In response to member requests, the CIDM sponsored a second conference in August for individuals new to management. Again, we had a good response-more than fifty new managers joined the twelve speakers for three days of sessions, workshops, and networking. One of the CIDM’s goals is to foster collaboration and mentoring in our profession, and this conference certainly met this goal.
We structured the conference to move from personal topics to theories to practical applications. The participants had the opportunity to hear different-and sometimes conflicting-views on managing information-development departments. In addition to the voices of the speakers, the audience fully engaged on each topic and added their concerns, insights, examples, and questions to the discussions.
On Monday, Brad LaBroad, ADP Dealer Services, and Bill Gearhart, BMC Software, looked at the transition from independent contributor to manager and from one level of management to another. The slightly ironic humor each of them displayed could not hide their genuine enthusiasm for their new roles. Then, De Murr, Disney Imagineering, and Sherri Smith, Compaq Computer Corporation, took the stage and, in a very interactive way, discussed the lessons they’ve learned over their 20+ years as managers.
Monday afternoon offered organizational and personal insights. JoAnn Hackos, CIDM Director, presented an overview of the Information Process Maturity Model, which can help us evaluate our organizations’ strengths and weaknesses objectively. Katherine Brennan Murphy, Tapestry Communications, introduced a number of excellent resources that highlight how to develop leadership, creativity, and influence skills. She included an excellent video by Dewitt Jones, Everyday Creativity, in which this award-winning photographer discusses ways to expand and use our innate creative powers every day at work and home.

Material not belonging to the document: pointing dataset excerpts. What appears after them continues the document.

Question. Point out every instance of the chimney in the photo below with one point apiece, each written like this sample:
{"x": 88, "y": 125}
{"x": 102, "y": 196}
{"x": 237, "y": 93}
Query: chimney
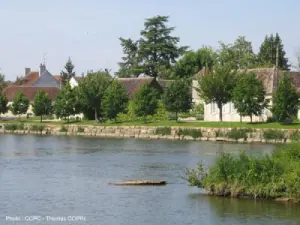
{"x": 27, "y": 71}
{"x": 42, "y": 68}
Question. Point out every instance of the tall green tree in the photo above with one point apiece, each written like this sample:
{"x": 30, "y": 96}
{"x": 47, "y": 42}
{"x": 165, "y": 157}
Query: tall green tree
{"x": 3, "y": 104}
{"x": 268, "y": 49}
{"x": 156, "y": 49}
{"x": 177, "y": 97}
{"x": 20, "y": 104}
{"x": 68, "y": 73}
{"x": 115, "y": 100}
{"x": 92, "y": 90}
{"x": 130, "y": 67}
{"x": 146, "y": 101}
{"x": 65, "y": 104}
{"x": 42, "y": 104}
{"x": 217, "y": 86}
{"x": 239, "y": 54}
{"x": 285, "y": 100}
{"x": 193, "y": 61}
{"x": 249, "y": 96}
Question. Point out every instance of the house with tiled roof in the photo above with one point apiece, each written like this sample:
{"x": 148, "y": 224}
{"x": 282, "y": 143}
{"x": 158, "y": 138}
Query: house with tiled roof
{"x": 31, "y": 83}
{"x": 269, "y": 78}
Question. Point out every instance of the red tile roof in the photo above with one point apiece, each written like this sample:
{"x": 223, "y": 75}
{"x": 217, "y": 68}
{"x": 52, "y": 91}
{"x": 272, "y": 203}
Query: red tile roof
{"x": 30, "y": 79}
{"x": 29, "y": 91}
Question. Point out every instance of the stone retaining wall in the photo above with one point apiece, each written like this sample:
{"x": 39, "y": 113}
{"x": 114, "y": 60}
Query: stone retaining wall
{"x": 149, "y": 132}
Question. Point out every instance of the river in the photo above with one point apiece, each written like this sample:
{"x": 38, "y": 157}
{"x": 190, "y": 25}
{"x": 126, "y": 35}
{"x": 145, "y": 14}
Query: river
{"x": 53, "y": 178}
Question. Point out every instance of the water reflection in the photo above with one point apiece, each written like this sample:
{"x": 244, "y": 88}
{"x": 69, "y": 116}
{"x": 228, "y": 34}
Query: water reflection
{"x": 70, "y": 176}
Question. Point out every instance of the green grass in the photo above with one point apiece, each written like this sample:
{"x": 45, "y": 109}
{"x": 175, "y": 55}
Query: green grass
{"x": 190, "y": 132}
{"x": 163, "y": 131}
{"x": 170, "y": 123}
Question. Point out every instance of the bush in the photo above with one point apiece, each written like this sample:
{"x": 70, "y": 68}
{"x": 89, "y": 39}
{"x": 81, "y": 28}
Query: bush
{"x": 48, "y": 117}
{"x": 271, "y": 120}
{"x": 295, "y": 136}
{"x": 163, "y": 131}
{"x": 200, "y": 117}
{"x": 262, "y": 176}
{"x": 39, "y": 128}
{"x": 171, "y": 116}
{"x": 238, "y": 133}
{"x": 274, "y": 135}
{"x": 80, "y": 129}
{"x": 14, "y": 126}
{"x": 63, "y": 129}
{"x": 189, "y": 132}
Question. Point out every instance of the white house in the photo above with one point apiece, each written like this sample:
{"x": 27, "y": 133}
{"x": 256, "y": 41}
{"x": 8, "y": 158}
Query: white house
{"x": 269, "y": 78}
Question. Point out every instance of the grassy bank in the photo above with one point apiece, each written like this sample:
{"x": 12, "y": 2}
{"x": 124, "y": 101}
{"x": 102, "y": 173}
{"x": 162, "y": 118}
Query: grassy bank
{"x": 170, "y": 123}
{"x": 264, "y": 176}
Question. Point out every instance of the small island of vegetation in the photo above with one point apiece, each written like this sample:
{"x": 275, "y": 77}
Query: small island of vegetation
{"x": 269, "y": 176}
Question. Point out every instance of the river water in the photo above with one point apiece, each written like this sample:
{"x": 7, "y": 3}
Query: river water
{"x": 53, "y": 178}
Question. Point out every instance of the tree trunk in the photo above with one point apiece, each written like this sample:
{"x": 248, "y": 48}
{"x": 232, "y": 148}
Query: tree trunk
{"x": 220, "y": 107}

In addition to fostering collaboration, we made a serious effort to have fun! On Tuesday, we continued to focus on ourselves as managers and leaders in Beth Barrow’s (Nortel Networks) session, “Being Psychic.” Her talk looked at how analysis tools can help us understand ourselves and others more effectively. Although we spent the bulk of our time on our Myers-Briggs type, Beth started us off with a simpler personality indicator (see The Pig Personality Profile).
Tuesday afternoon, Palmer Pearson, Cadence Design Systems, took us through the tradeoffs and challenges of optimizing group performance while providing opportunities for employees to grow. Donna Sakson and Kathleen Holm, Sakson & Taylor, ended Tuesday’s sessions with a lively discussion on interpersonal communication skills, paying particular attention to dealing with difficult interactions and delegating successfully. Tuesday evening we all reconvened for a banquet, where each participant received a conference “diploma.”
On Wednesday, we turned to three practical skills every manager must master. Diane Davis, Synopsis, discussed performance reviews from the inside out. We then broke into small groups to create performance objectives based on some real-life scenarios. Mark Ace, Ace Communications, gave us down-to-earth, practical advice on effective hiring practices. In the afternoon, JoAnn Hackos offered solid advice on project estimating-why do it, how to get started, and when to get started.
We ended the session with all the participants discussing their “recipes for success.” Throughout the days we spent together, we had frequent breaks where we could meet one another and really talk about the challenges we all face as managers. Most participants felt that these breaks and meals helped them to connect with one another and were, in fact, as important as the formal conference sessions.